De vorm, die van dagelijksche aanvallen vergezeld gaat, is verreweg de meest voorkomende. De aanvallen bestaan uit drie tijdperken: koude, hitte en zweet, die een verschillend langen duur hebben en verschillend hevig optreden. Op den aanval volgt een koortsvrije tijd, waarin de patiënt zich betrekkelijk wel gevoelt. De verschijnselen bij zulk een aanval zijn: hoofdpijn, lichtschuwheid, beklemming op de borst, druk in de maagkuil, pijn in de ledematen, gemis van eetlust, misselijkheid, braken en verstopping. Gewoonlijk kondigt de aanval zich aan door een eigenaardig gevoel van droogheid en van trekken in de vingertoppen. Soms verschijnen na den aanval op de lip kleine blaasjes, die van 'zelf weer verdwijnen. Gedurende den aanval richt de behandeling zich naar de verschijnselen, daarna wordt kinine toegediend.
2) Binnenkoorts, gelarveerde K. Deze vorm komt nog veelvuldiger en vooral algemeener voor dan de vorige. Zij is niet in de karakteristieke drie tijdperken verdeeld, maar verbergt zich onder verschillende ziekteverschijnselen, wier aard alleen te herkennen is door hun regelmatigen terugkeer na tusschenpoozen van volkomen gezondheid. Er bestaat dan óf een zeker onbehagelijk gevoel bij droge huid met hoofd-, tand- of aangezichtspijn, óf er ontstaat een matig gevoel van koude met misselijkheid en verstopping, óf er wordt over eene verhoogde prikkelbaarheid in het geheele zenuwstelsel of op enkele plaatsen geklaagd. Ook vorming van blaren op de huid, z.g. netelroos, kan aldus ontstaan.
3) Pernicieuse koortsen.
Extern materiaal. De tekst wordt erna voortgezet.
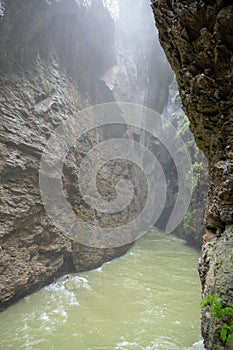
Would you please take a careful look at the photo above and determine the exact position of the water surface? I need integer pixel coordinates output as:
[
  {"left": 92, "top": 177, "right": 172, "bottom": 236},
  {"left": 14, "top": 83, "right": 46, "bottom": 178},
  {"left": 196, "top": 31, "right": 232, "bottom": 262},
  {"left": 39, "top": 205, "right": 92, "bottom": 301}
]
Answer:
[{"left": 0, "top": 231, "right": 203, "bottom": 350}]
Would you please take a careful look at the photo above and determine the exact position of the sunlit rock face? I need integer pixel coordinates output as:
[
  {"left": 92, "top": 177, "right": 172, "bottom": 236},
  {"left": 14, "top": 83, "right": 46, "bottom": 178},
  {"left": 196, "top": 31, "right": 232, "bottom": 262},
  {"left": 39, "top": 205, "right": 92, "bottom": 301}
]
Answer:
[
  {"left": 0, "top": 0, "right": 170, "bottom": 308},
  {"left": 152, "top": 0, "right": 233, "bottom": 350}
]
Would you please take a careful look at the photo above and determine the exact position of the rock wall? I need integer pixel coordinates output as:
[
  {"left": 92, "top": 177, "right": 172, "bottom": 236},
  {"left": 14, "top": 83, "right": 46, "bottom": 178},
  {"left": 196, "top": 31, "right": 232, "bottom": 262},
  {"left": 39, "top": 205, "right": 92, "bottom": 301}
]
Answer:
[
  {"left": 160, "top": 77, "right": 208, "bottom": 249},
  {"left": 0, "top": 0, "right": 170, "bottom": 309},
  {"left": 152, "top": 0, "right": 233, "bottom": 350}
]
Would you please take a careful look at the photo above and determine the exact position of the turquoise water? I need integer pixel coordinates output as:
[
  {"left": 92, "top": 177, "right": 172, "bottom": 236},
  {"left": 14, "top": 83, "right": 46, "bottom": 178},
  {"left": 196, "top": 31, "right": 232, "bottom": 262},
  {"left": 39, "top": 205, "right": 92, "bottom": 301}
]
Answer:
[{"left": 0, "top": 231, "right": 203, "bottom": 350}]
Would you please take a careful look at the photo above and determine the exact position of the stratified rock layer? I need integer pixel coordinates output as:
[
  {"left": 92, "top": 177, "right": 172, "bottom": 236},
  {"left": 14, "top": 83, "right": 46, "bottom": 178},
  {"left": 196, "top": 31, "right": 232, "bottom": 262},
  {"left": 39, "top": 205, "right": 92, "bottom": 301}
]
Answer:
[
  {"left": 0, "top": 0, "right": 170, "bottom": 308},
  {"left": 152, "top": 0, "right": 233, "bottom": 350}
]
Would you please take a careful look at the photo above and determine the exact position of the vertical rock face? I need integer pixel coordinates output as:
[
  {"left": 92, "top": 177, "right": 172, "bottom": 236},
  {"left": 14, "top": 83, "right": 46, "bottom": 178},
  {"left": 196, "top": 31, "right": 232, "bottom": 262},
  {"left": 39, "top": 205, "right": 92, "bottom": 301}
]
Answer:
[
  {"left": 0, "top": 0, "right": 170, "bottom": 308},
  {"left": 152, "top": 0, "right": 233, "bottom": 350}
]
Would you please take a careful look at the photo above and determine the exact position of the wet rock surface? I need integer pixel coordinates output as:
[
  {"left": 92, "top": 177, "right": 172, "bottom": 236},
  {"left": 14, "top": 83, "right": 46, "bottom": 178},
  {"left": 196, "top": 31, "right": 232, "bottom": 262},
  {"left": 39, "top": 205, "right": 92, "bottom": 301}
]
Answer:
[
  {"left": 152, "top": 0, "right": 233, "bottom": 350},
  {"left": 0, "top": 0, "right": 170, "bottom": 309}
]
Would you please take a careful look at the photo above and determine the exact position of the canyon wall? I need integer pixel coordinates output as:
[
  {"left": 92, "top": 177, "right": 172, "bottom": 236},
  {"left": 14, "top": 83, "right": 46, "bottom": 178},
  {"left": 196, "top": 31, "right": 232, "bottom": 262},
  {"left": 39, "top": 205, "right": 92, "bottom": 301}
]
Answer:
[
  {"left": 152, "top": 0, "right": 233, "bottom": 350},
  {"left": 0, "top": 0, "right": 171, "bottom": 309}
]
Deze nemen óf een zwaar, levensgevaarlijk karakter aan, zonder haar gewonen vorm te veranderen, óf er ontwikkelen zich andere, eigenaardige, dreigende verschijnselen, die niets van het oorspronkelijke ziektebeeld overlaten. Zelden komen zij reeds bij den eersten koortsaanval voor, meestal gaan meerdere, dikwijls vele aanvallen vooraf, waaruit zich dan eerst, door opeenhooping van het gift, de pernicieuse verschijnselen ontwikkelen. In eenige gevallen treden de hersen- en zenuwverschijnselen op den. voorgrond, zoodat zij aan een aanval van beroerte of hersenontsteking doen denken, in andere gevallen is de maag vooral aangedaan en ontstaat het ziektebeeld dat onder „galkoorts”- (zie ald.) bekend is. In nog andere doen de verschijnselen (overvloedig braken, rijstwaterachtige ontlasting, kuitkrampen, kleverig en koud zweet) aan cholera denken. De zwaarste gevallen zijn die waarbij plotseling geelzucht optreedt, terwijl de urine en later ook de ontlasting door bloed gekleurd is; deze koorts is in de gematigde luchtstreken zeldzaam, in de tropen daarentegen komt zij op bepaalde plaatsen veelvuldig voor; dan pleegt na eenige schijnbaar lichte, gewone aanvallen zonder bepaalde voorboden plotseling bloed-wateren op te treden, dat na iederen aanval weder verdwijnt. Behandeling: het hoofdmiddel is bij dezen vorm evenals bij andere pernicieuse vormen kinine in groote giften, hetzij door den mond of als lavement. De tijd waarop de kinine gegeven wordt is hier onverschillig, daar het doel is, zoo spoedig mogelijk groote giften kinine in het lichaam te voeren.